Through the January 4, 2008 judgment, the circuit court enters judgment in favor of Intervenor/Appellant/Appellee Linda Lingle and against Appellant UPW and Appellee HLRB, but the January 4, 2008 judgment neither enters judgment nor dismisses the administrative appeal as to the other remaining parties in the case. Although the January 4, 2008 judgment declares that "[n]o claims or parties remain[,]" the supreme court has explained that "[a] statement that declares 'there are no other outstanding claims' is not a judgment. If the circuit court intends that claims other than those listed in the judgment language should be dismissed, it must say so: for example, . . . 'all other claims, counterclaims, and cross-claims are dismissed.'" Jenkins v. Cades Schutte Fleming & Wright, 76 Hawai‘i at 120 n.4, 869 P.2d at 1339 n.4. The January 4, 2008 judgement does not, on its face, utilize operative language to resolve the administrative appeal as to all of the parties in the case, nor does the January 4, 2008 judgment contain the finding necessary for certification under HRCP [Rule] 54(b). Therefore, the January 4, 2008 judgment is not an appealable final judgment.

Absent an appealable final judgment, Appellant UPW's appeal is premature and we lack jurisdiction. Therefore,

IT IS HEREBY ORDERED that this appeal is dismissed for lack of appellate jurisdiction.

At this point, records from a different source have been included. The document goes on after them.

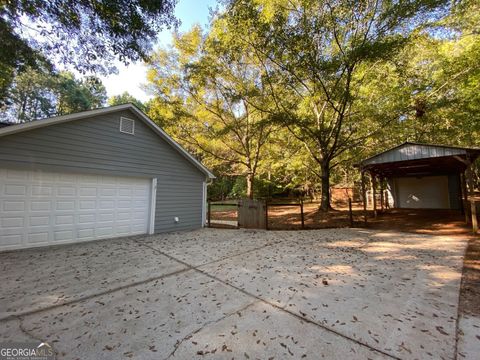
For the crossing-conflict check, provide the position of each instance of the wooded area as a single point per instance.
(282, 97)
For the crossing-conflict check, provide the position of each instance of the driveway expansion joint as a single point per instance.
(208, 323)
(91, 296)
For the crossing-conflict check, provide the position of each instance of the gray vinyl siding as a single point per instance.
(95, 145)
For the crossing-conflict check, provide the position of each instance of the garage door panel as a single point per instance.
(85, 234)
(38, 237)
(39, 220)
(15, 190)
(42, 190)
(12, 222)
(40, 205)
(63, 205)
(13, 206)
(48, 208)
(11, 240)
(63, 235)
(66, 191)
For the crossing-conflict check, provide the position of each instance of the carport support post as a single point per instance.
(209, 212)
(301, 213)
(381, 193)
(464, 197)
(473, 208)
(364, 197)
(374, 186)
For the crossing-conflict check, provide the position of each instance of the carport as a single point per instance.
(422, 176)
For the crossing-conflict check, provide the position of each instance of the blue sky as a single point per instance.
(130, 78)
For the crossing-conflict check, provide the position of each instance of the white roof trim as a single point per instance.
(13, 129)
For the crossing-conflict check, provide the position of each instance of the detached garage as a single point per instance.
(421, 176)
(92, 175)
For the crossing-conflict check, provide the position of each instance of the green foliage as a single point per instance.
(331, 82)
(89, 35)
(210, 97)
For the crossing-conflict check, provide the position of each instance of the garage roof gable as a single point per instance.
(13, 129)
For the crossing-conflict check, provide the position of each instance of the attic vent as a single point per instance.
(127, 126)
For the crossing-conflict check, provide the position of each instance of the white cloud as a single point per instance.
(130, 79)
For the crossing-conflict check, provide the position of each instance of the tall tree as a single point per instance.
(86, 34)
(320, 51)
(212, 94)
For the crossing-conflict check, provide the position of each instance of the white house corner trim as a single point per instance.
(204, 204)
(153, 204)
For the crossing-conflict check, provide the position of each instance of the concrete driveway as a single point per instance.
(212, 293)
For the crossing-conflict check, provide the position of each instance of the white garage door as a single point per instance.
(429, 192)
(39, 208)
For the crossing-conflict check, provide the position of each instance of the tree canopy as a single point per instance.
(332, 80)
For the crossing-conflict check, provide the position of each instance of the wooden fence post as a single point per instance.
(209, 212)
(350, 211)
(301, 214)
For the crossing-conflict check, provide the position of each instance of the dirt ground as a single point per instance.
(439, 222)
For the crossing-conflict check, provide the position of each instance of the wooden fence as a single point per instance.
(252, 214)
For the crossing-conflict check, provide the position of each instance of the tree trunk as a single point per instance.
(325, 200)
(250, 185)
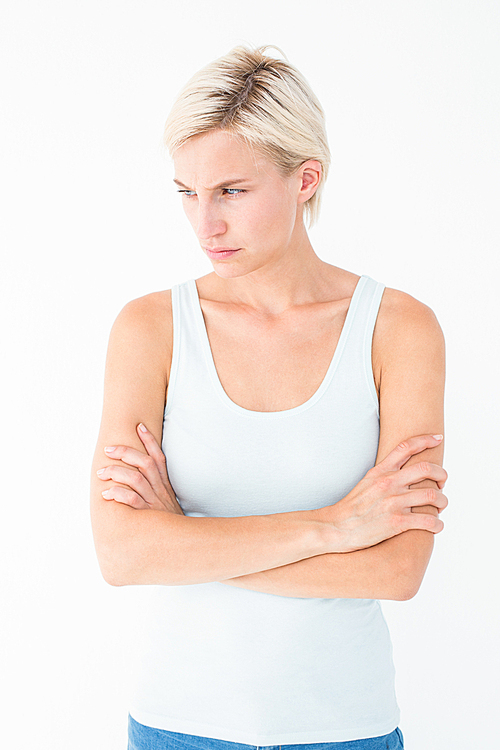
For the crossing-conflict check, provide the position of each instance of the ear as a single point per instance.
(309, 174)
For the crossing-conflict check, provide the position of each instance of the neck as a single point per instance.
(296, 278)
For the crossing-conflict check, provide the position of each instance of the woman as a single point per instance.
(297, 405)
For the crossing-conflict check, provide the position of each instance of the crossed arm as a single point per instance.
(375, 543)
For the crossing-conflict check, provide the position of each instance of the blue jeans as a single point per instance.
(147, 738)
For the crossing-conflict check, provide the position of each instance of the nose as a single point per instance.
(209, 222)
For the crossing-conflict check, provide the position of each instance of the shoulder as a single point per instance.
(407, 333)
(145, 316)
(401, 316)
(143, 331)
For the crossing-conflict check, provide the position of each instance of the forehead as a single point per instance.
(218, 156)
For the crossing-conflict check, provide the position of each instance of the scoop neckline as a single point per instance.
(334, 362)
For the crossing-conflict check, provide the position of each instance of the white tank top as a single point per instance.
(241, 665)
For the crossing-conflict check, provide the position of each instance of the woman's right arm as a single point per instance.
(137, 546)
(156, 547)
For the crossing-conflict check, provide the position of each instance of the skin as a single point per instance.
(273, 306)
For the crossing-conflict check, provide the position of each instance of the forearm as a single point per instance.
(154, 547)
(392, 569)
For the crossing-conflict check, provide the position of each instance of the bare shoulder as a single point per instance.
(407, 332)
(405, 320)
(148, 313)
(145, 323)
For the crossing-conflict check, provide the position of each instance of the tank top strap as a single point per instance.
(188, 343)
(356, 359)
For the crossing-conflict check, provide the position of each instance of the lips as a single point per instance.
(220, 252)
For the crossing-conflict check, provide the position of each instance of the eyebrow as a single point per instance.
(227, 183)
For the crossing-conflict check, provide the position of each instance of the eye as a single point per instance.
(232, 191)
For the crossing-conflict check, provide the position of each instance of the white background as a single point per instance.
(91, 220)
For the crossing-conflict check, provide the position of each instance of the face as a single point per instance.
(244, 212)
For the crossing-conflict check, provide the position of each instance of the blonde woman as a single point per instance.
(271, 443)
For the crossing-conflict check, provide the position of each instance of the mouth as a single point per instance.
(218, 253)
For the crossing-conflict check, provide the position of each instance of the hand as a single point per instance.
(147, 488)
(380, 505)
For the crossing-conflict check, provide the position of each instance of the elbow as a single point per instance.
(407, 590)
(112, 566)
(408, 581)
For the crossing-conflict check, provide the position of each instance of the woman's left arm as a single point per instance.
(409, 370)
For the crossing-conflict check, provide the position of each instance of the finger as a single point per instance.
(420, 471)
(408, 448)
(130, 477)
(125, 496)
(423, 521)
(153, 449)
(142, 461)
(427, 496)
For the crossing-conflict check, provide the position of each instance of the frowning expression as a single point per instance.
(242, 209)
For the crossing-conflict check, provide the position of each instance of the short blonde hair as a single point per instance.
(265, 101)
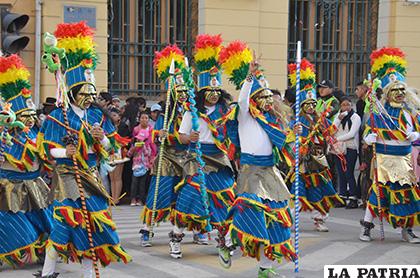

DATED: Honolulu, Hawai‘i, June 2, 2008.




1.      Rule 81(e) of the Hawai‘i Rules of Civil Procedure (HRCP) requires that the Hawai‘i Rules of Civil Procedure "shall apply to any proceedings in a circuit court pursuant to appeal to the circuit court from a governmental official or body (other than a court), except as otherwise provided in Rule 72."